AR Face Tracking in an Agora iOS Conference Call

Using AR face tracking to make multiple-member calling much more engaged than the average conference call

Using AR Face Tracking to augment the reality of a real-time virtual house party conversation is a good way to experiment virtually. It’s also a great way to play beer pong with your buddies online with virtual party masks or engage in other Internet shenanigans.

Setting Up Agora’s iOS SDK

Step One: Cocoapods

Setting up Agora’s iOS SDK is really straightforward. At the core is a Singleton you toss around to enable Agora functionality. In a nutshell: you run Cocoapods on the directory, add an AppID to the AppDelegate.swift, and add camera and microphone permissions (don’t forget this step!). Then, import the AgoraRtcEngineKit to the view controller, add functions for setting up local and remote video, join a channel, and set up the delegate. You can go through the integration step-by-step.

Step One: Cocoapods

Navigate to the root directory.

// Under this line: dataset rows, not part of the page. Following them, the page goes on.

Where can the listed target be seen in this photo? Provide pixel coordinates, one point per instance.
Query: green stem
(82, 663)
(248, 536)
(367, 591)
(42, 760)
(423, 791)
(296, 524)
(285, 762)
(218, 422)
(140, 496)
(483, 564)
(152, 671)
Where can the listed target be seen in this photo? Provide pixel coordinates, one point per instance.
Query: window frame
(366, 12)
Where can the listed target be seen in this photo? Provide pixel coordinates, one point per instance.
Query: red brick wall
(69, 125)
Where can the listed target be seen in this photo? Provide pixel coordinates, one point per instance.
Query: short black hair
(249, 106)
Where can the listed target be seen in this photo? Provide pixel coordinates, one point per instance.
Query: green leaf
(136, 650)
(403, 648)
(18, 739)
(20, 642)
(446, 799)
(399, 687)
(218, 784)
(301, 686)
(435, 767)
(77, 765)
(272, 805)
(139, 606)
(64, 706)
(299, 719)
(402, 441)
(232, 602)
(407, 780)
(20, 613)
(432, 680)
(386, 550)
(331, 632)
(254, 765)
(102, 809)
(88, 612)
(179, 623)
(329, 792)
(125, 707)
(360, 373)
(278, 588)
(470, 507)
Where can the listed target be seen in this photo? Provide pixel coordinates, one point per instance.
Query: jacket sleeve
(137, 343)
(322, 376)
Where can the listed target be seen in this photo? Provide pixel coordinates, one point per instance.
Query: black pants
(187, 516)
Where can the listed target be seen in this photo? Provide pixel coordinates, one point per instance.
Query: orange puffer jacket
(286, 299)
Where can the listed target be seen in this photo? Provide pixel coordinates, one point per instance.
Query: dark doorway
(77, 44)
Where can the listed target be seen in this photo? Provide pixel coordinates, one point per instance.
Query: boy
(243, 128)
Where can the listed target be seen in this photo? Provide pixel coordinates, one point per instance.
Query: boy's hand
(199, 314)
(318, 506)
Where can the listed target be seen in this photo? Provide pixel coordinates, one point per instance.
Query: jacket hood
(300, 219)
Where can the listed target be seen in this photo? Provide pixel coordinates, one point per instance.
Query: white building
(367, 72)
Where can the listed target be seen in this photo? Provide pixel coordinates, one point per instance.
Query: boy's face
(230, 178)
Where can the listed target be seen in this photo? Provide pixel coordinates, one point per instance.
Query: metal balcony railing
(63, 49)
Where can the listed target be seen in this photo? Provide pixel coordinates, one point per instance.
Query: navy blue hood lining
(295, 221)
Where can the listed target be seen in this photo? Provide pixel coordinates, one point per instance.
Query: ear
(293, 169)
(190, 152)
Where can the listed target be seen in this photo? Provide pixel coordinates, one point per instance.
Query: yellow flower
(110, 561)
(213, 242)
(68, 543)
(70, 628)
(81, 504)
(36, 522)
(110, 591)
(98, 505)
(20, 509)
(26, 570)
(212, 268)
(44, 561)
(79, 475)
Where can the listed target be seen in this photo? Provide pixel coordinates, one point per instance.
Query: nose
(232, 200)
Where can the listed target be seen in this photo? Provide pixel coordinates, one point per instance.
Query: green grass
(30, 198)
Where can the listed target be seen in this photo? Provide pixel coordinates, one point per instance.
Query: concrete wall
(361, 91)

If you haven’t already brewed, right now is a great time to start. If you do not have Cocoapods installed, run: brew install cocoapods. If you have, run:pod init.

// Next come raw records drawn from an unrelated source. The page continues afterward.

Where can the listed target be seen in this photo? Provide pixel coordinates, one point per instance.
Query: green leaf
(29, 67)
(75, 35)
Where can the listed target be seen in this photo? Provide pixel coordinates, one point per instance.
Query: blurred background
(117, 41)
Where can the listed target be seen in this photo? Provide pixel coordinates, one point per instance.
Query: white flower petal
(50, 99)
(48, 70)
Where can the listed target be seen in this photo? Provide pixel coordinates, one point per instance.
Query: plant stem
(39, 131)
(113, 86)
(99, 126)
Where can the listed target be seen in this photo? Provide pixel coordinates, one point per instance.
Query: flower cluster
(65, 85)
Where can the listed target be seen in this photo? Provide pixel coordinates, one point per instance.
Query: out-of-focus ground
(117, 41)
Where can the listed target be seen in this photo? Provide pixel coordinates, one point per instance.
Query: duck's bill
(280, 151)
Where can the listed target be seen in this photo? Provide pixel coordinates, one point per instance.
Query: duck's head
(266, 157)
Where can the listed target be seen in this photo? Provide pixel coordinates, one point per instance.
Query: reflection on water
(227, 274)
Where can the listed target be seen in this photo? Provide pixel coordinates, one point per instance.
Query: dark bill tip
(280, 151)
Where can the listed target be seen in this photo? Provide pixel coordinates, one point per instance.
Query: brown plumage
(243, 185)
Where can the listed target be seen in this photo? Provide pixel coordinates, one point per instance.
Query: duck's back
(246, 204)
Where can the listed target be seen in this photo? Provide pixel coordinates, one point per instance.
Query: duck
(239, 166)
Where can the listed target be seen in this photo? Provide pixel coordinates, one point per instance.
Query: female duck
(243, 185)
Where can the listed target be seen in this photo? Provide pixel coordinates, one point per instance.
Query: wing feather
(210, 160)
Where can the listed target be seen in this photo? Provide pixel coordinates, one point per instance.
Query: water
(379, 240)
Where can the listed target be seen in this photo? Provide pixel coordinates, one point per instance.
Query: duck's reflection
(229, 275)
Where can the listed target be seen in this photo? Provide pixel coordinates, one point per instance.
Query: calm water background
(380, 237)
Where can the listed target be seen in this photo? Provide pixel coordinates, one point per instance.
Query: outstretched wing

Next, add the following to your Podfile:

platform :ios, ‘9.0’
use_frameworks!
target ‘Your App’ do
pod ‘AgoraRtcEngine_iOS’
end

Update your local Cocoapods library:

pod update

With the pods updated, install:

pod install

Open up your app:

open YourApp.xcworkspace

Now, add permissions for camera and microphone.

Step Two: App Delegate & Singleton

Add a constant at the top of your AppDelegate.swift:

let AppID = “”

Add your AppID there.

Then, go to your view controller file. There, you want to add the following at the top:

import AgoraRtcEngineKit

Agora’s Singleton design pattern for invoking an instance of the AgoraRtcEngine is triggered by calling the sharedEngine:withAppID:delegate method where agoraKit.enableWebSdkInteroperability(true).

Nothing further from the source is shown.